© Guardian photo by Steve Sharratt
P.E.I. Fishermen’s Association President Mike McGeoghegan checks out the federal Department of Fisheries and Oceans booth at the annual convention Friday with fellow board member Ken Drake. The convention is being held at the Delta Prince Edward in Charlottetown.
P.E.I. lobster fishermen want an open vote to decide whether to tie up their boats and shut down the entire industry this spring without a guaranteed price.
“I’m sick and I’m tired of going fishing for nothing,’’ said fisherman Roger O’Neill, during the opening day of the P.E.I. Fishermen’s Association convention Friday in Charlottetown.
“I think we should make sure we have a price before we set one trap this year.”
O’Neill made the statement during a report being delivered by association president Mike McGeoghegan, who said while work was underway to establish a shore price, there was still nothing final.
Last year was called “the perfect storm” and yielded the worst prices ever. It sparked a solidarity strike when fishermen from around the Maritimes refused to fish during the first two weeks of the season. However, the protest against a $3 lobster caved in when fishermen began breaking ranks and the strike failed by mid-May.
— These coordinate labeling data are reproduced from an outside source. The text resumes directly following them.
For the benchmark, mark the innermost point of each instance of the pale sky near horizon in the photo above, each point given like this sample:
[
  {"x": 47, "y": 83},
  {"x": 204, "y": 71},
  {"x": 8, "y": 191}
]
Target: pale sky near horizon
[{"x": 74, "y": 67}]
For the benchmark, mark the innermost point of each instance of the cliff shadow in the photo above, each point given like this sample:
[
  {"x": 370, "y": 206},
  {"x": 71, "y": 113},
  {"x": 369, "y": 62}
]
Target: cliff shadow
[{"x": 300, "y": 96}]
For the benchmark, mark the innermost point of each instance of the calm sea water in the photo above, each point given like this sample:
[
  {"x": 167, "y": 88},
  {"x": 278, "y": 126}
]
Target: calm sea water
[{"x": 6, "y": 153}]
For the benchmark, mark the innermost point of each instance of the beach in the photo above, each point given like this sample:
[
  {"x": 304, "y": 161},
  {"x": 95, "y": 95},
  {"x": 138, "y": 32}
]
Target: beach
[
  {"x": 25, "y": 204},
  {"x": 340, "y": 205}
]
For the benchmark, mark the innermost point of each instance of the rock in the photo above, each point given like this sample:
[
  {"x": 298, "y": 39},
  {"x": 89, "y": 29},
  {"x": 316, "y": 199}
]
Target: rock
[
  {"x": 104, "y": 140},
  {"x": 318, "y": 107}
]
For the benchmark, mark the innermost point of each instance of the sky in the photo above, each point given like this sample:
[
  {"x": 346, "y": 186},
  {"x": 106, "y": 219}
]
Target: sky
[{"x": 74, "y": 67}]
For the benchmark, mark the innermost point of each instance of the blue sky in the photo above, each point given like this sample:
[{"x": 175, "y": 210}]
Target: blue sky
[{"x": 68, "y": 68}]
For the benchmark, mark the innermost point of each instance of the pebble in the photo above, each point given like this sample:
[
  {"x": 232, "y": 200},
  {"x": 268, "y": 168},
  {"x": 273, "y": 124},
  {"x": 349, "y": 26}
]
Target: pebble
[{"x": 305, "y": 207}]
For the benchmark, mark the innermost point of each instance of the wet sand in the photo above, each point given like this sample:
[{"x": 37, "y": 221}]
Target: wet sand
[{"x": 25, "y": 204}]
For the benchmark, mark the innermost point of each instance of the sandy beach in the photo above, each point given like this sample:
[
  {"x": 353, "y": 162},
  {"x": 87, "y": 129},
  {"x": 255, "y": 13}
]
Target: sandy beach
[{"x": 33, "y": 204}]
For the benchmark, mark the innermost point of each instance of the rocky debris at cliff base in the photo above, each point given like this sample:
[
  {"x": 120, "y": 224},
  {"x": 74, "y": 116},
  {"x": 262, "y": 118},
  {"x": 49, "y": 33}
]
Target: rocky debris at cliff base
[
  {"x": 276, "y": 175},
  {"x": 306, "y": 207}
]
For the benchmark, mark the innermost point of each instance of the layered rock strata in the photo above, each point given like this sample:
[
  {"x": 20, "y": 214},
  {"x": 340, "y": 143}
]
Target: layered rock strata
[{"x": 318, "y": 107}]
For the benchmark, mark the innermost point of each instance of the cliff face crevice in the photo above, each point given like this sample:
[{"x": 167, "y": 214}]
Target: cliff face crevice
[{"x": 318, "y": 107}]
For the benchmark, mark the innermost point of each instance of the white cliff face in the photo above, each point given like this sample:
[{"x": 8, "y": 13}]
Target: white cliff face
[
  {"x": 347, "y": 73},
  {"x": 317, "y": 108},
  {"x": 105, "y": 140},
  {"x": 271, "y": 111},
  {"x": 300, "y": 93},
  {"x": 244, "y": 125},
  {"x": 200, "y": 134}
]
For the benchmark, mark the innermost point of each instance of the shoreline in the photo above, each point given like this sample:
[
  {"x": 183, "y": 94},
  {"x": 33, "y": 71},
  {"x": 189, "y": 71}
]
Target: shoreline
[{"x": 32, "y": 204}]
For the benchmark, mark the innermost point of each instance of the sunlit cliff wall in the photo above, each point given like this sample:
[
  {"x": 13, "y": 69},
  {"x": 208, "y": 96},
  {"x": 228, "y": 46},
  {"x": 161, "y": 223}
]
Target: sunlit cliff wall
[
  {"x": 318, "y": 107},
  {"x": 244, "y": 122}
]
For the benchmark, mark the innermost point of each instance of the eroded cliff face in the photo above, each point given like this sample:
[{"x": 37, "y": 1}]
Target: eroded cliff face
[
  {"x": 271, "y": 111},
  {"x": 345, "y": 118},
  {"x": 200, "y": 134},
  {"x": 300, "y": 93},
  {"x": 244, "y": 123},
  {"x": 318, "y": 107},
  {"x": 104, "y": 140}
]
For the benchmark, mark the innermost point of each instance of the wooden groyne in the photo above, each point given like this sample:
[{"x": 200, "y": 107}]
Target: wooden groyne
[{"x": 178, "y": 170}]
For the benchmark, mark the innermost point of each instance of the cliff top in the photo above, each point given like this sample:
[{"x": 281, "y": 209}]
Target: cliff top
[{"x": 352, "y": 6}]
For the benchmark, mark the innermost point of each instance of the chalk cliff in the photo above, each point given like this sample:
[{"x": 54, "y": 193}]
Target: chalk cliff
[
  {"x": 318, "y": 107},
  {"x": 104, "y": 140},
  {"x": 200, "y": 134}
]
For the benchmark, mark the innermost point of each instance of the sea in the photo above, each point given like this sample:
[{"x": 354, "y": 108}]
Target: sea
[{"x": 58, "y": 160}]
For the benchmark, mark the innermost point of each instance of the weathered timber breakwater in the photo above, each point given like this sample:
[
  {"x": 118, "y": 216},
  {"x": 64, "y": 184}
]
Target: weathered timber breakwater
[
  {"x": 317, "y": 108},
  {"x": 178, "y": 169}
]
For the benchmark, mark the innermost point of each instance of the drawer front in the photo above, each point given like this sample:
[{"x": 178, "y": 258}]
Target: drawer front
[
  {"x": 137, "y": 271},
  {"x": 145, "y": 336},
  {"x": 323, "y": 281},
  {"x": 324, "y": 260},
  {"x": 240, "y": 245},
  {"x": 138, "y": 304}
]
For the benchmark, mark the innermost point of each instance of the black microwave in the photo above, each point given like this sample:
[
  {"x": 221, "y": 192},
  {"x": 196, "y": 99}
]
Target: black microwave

“We would be better off swinging a hammer or driving a truck in Alberta than delivering cheap lobster that makes a profit for everyone else,” said O’Neil, a Murray Harbour fishermen who insisted fishermen demand a $5 lobster this year.
Association board member Wayne Campbell from Montague said the association has lobbied long and hard for a “set” price this year and offered O’Neill his place at the table when fishermen meet with processors again at the Charlottetown Hotel on March 5.
The idea of refusing to fish this spring without a guaranteed price fuelled the desires of some of the hundreds of fishermen who filled the ballroom at the Delta Prince Edward in Charlottetown.
“There’s just too many young guys who can’t afford not to fish.” Fishermen Norman Peters
“We should have a vote,’’ one cried out.
The board of directors agreed, but disallowed a show of hands in the room.
“There are too many fishermen out west right now or away and it has to be fair,’’ said board member and Morell fishermen Ken Drake during an interview. “We will have to figure out some kind of mail out ballot or something before the season begins.”
McGeoghegan said the association welcomes democracy and fishermen will have a chance to vote.
“We all feel (as fishermen) the frustration of not having a set price before we haul,” he said. “So if fishermen want to vote on this before the season begins, so be it.”
P.E.I. fishermen landed over 27 million pounds of lobster last year at an estimated economic value to the province of over $100 million.
One veteran fisheries observer said the P.E.I. processing sector is dysfunctional and is one reason there is never a confirmed shore price.
“You don’t sling donuts here without knowing what your pay will be,’’ he said.
One processor who sat in on the meeting declined comment while leaving the convention centre but did provide The Guardian with an off the record comment.
“If these guys think there’s enough money to be paid a five buck lobster,” he said. “Why don’t they buy one of the many plants up for sale in Kings County?”
Conservative MLA Colin Lavie, a Souris fisherman, completely dodged questions when asked about the vote on a possible boat tie up this spring. He insisted it was up to the fishermen and even as a fisherman he would offer no opinion.
“It will be a split vote of course,” offered North Rustico fisherman Norm “The Bearded Skipper” Peters. “There’s just too many young guys who can’t afford not to fish.”